LaborPress

December 12, 2014
By Dan Husted

Lansing, Michigan – The construction of new, clean energy infrastructure that will carry natural gas has spurred considerable debate in our region. This $4.3 billion investment will not only bring in out-of-state money to our communities, but it will employ hundreds of laborers from across Michigan.

Myself, and many members of LiUNA Local 1075, have attended open houses, meetings, and town halls hosted by both state legislators and local officials. We've been engaged and have been sharing our own pipeline construction story: if the Rover Pipeline is approved by FERC, the highly-skilled members of LiUNA are ready to safely build this vital piece of infrastructure.

The Members of the Laborers' International Union of North America (LiUNA) are involved in many aspects of the production and transmission of natural gas.

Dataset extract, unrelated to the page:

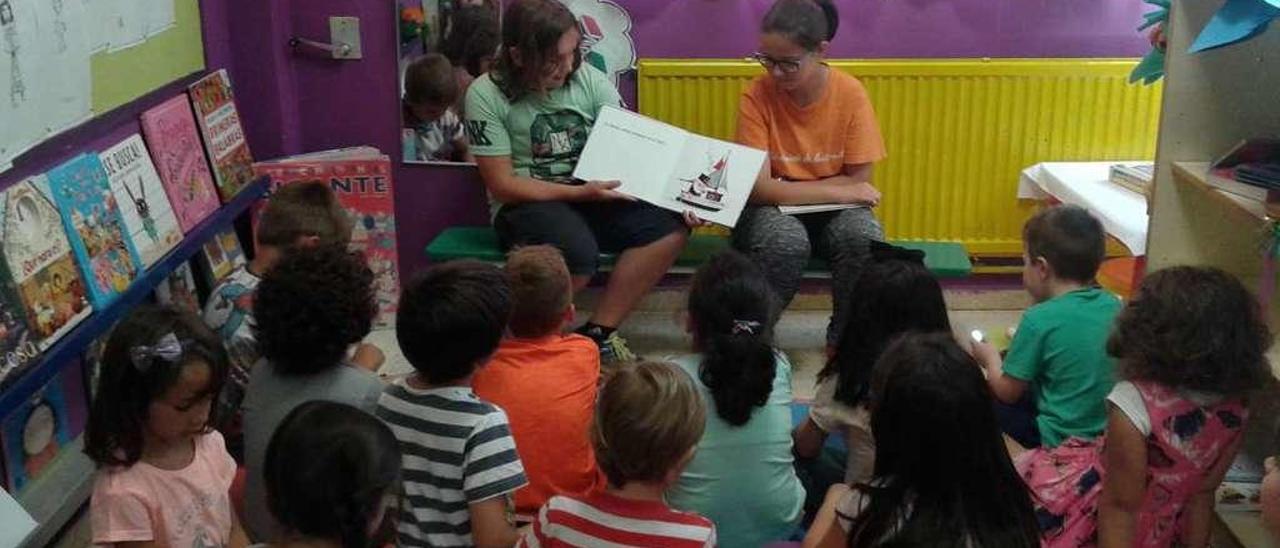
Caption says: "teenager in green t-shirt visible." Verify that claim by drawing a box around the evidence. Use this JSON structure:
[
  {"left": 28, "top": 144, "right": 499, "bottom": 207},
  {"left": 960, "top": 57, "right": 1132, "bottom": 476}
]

We prepare and repair sites; we strengthen and repair roads; we build feeder and mainline pipelines; we build processing and compression plants, and maintain those plants under high standards designed to protect the workers and the people who live in surrounding communities. Last year, LiUNA members in Michigan worked over one million hours on pipeline construction and maintenance.

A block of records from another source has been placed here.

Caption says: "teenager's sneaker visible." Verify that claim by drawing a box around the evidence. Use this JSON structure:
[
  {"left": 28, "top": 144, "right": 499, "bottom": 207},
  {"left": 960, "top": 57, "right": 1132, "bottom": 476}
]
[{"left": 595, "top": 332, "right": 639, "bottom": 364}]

The Michigan Laborers' Training & Apprenticeship Institute (MLTAI) has built a reputation as one of the safest and most productive facilities in the nation with more ANSI Certified Instructors than any other training center. The MLTAI has certified over 650 members in pipeline construction safety & technology since the U.S. Department of Transportation's Operator Qualification (OQ) Rule went into effect. We pride ourselves on having the most educated, prepared, safe and highly skilled workforce in the industry.

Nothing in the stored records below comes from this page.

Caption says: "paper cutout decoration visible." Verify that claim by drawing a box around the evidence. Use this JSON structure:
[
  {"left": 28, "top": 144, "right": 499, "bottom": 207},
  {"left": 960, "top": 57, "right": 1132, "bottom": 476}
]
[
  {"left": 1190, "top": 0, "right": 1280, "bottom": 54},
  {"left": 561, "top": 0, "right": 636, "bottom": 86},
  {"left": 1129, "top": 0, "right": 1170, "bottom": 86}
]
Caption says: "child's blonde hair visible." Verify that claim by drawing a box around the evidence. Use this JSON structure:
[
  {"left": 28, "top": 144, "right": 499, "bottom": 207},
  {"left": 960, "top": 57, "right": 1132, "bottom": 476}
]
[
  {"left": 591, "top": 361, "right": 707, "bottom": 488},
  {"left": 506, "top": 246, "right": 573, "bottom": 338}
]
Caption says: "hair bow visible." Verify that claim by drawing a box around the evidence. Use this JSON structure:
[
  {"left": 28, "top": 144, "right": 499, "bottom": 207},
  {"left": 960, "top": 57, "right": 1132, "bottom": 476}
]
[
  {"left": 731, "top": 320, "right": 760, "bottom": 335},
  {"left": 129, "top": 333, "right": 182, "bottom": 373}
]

Infrastructure projects – including those that act as conduits for clean energy – mean job opportunities, new revenue for local governments and economic security for workers and families. But projects such as the Rover natural gas pipeline often draw controversy and frequently devolve into heated exchanges of talking points and rhetoric rather than meaningful discussions of real-world impacts. Each project should be evaluated on its own merits.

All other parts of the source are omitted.